The Dresden Green Diamond, also known as the Dresden Green, is a 41 carat natural green diamond which originated in the mines of India.
The Dresden Green is a rare Type IIa, with a clarity of VS1 and is said to be potentially internally flawless, if slightly recut.

It is named after Dresden, the capital of the German state of Saxony, where it has been on display for most of the last two centuries, latterly in the New Green Vault at Dresden Castle.

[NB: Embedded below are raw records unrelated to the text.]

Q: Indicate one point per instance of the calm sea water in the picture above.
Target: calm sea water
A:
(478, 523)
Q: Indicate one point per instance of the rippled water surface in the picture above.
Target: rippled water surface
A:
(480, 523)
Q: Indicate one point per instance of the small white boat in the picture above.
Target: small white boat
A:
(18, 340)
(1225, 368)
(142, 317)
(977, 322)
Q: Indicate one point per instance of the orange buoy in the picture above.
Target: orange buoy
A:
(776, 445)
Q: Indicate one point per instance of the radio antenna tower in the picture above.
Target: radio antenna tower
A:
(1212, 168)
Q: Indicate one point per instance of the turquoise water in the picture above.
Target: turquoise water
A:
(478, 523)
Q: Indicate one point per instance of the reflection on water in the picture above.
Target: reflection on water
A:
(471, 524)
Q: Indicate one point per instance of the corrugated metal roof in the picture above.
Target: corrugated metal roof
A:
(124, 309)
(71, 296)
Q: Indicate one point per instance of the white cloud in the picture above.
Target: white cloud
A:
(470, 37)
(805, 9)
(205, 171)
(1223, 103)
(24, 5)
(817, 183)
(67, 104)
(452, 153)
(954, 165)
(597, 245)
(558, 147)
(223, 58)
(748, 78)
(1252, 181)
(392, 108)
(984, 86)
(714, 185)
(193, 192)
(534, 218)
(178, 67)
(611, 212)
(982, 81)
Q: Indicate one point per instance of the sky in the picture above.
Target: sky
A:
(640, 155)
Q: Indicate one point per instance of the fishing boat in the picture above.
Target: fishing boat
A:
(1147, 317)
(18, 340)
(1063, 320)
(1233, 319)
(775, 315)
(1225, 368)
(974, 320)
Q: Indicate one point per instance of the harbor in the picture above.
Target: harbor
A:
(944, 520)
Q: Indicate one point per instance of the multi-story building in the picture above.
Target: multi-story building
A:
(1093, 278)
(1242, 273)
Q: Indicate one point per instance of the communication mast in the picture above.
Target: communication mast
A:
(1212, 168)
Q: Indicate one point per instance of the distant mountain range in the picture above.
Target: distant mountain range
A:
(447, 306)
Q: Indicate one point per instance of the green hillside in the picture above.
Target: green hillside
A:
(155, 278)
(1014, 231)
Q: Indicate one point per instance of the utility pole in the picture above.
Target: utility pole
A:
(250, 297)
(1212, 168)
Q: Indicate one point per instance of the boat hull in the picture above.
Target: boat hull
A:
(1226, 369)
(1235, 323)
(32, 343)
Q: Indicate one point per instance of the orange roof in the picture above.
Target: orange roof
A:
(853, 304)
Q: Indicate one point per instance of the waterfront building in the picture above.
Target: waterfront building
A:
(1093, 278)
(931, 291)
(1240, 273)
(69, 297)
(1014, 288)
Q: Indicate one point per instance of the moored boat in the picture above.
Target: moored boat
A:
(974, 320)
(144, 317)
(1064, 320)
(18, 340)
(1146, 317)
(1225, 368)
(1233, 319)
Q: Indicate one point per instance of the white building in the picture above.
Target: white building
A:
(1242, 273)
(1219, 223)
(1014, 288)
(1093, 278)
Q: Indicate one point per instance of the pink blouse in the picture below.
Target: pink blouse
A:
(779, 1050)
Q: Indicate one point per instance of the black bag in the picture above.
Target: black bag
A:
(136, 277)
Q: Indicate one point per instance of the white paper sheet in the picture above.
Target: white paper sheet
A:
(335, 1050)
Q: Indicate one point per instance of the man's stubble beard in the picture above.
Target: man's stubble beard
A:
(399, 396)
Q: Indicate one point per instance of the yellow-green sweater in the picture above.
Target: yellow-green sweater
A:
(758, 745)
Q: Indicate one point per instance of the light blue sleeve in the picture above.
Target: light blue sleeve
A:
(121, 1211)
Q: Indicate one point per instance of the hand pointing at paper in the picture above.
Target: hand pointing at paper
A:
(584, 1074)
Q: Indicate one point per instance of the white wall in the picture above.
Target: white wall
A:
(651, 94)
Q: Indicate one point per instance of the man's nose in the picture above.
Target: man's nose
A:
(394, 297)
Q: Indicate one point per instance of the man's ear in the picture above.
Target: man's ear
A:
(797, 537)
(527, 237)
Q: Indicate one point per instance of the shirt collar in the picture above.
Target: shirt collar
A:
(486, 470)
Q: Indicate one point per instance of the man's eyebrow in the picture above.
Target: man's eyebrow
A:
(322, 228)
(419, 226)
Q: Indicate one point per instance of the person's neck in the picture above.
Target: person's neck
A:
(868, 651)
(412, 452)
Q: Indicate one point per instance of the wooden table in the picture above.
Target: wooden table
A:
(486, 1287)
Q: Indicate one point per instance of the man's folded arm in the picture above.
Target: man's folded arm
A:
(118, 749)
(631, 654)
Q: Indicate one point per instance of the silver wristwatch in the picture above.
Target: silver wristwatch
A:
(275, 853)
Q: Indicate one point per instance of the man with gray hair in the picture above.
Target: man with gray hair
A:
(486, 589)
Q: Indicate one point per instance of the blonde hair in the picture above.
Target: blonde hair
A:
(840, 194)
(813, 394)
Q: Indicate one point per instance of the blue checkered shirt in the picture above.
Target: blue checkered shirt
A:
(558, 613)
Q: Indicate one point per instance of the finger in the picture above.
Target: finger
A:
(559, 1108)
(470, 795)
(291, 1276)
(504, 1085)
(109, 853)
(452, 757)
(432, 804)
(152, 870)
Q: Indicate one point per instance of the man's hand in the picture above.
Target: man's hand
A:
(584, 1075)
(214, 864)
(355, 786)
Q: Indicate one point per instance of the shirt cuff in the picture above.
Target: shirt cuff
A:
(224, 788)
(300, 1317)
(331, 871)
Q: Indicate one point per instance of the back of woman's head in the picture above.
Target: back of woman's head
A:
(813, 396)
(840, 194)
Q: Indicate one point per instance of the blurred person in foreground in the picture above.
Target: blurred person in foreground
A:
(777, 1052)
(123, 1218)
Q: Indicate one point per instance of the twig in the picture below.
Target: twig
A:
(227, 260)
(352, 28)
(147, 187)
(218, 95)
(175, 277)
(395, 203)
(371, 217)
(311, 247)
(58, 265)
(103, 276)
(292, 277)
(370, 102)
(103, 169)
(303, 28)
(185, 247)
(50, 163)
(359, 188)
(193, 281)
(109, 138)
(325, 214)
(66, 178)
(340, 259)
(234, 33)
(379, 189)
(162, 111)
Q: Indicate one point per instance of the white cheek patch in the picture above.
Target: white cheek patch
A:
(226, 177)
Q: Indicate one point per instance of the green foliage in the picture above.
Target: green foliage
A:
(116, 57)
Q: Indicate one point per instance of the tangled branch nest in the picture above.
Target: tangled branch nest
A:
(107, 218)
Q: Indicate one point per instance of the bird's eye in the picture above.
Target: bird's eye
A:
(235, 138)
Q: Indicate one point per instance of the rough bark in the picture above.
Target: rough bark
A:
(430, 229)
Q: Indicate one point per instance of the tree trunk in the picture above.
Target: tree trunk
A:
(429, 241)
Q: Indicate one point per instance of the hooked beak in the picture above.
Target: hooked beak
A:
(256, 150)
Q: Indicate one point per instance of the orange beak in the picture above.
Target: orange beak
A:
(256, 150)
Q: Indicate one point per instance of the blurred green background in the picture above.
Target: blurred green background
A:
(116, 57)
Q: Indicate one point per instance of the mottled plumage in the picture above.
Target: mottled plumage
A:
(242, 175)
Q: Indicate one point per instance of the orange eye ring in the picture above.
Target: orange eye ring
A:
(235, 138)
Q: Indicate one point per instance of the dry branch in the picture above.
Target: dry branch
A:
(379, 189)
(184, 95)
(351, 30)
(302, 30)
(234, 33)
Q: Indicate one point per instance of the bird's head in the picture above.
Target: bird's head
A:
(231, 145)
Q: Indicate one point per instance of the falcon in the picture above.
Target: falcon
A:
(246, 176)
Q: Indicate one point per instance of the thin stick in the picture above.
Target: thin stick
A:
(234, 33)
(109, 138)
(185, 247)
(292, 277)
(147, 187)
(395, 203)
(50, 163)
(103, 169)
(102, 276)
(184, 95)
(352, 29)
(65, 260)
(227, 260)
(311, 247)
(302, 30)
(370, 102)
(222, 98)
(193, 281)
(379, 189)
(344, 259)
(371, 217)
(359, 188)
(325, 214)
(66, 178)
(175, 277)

After World War II, it was relocated to Moscow for a decade before being returned to Dresden. In November 2019, it was sent on loan to the Metropolitan Museum of Art in New York City, so it was not taken in the jewel theft of 25 November.

== History ==

The Dresden Green Diamond has a historical record dating back to 1722, when a London news-sheet carried an article about it in its 25 October-27th edition. It was acquired by Augustus III of Poland from a Dutch merchant in 1742 at the Leipzig Fair. In 1768, the diamond was incorporated into an extremely valuable hat ornament, surrounded by two large and 411 medium-sized and small diamonds. This is the setting that the Dresden Green still appears in today.

In 2000, American jewelry firm Harry Winston arranged to display the Dresden Green at the New York flagship store and then at the Smithsonian in Washington, DC, United States, where it was displayed in the Harry Winston pavilion next to the largest blue diamond in the world, the Hope Diamond.

In 2019, the Dresden Green Diamond narrowly escaped being stolen in the Dresden Green Vault burglary, due to it being loaned to New York's Metropolitan Museum of Art at the time.

== Colour ==

The stone's unique apple green colour is due to natural exposure to radioactive materials, as the irradiation of diamonds can produce changes in colour. The Dresden Green Diamond has been used to compare natural versus lab-produced green diamonds — it is hoped that it can be used to devise a test to differentiate between naturally green diamonds, which are quite rare, and lab-produced ones.

== In popular culture ==
The plot of Nicolas Freeling's 1966 novel The Dresden Green concerns an imaginary theft of the Dresden Green diamond and attempts to recover it.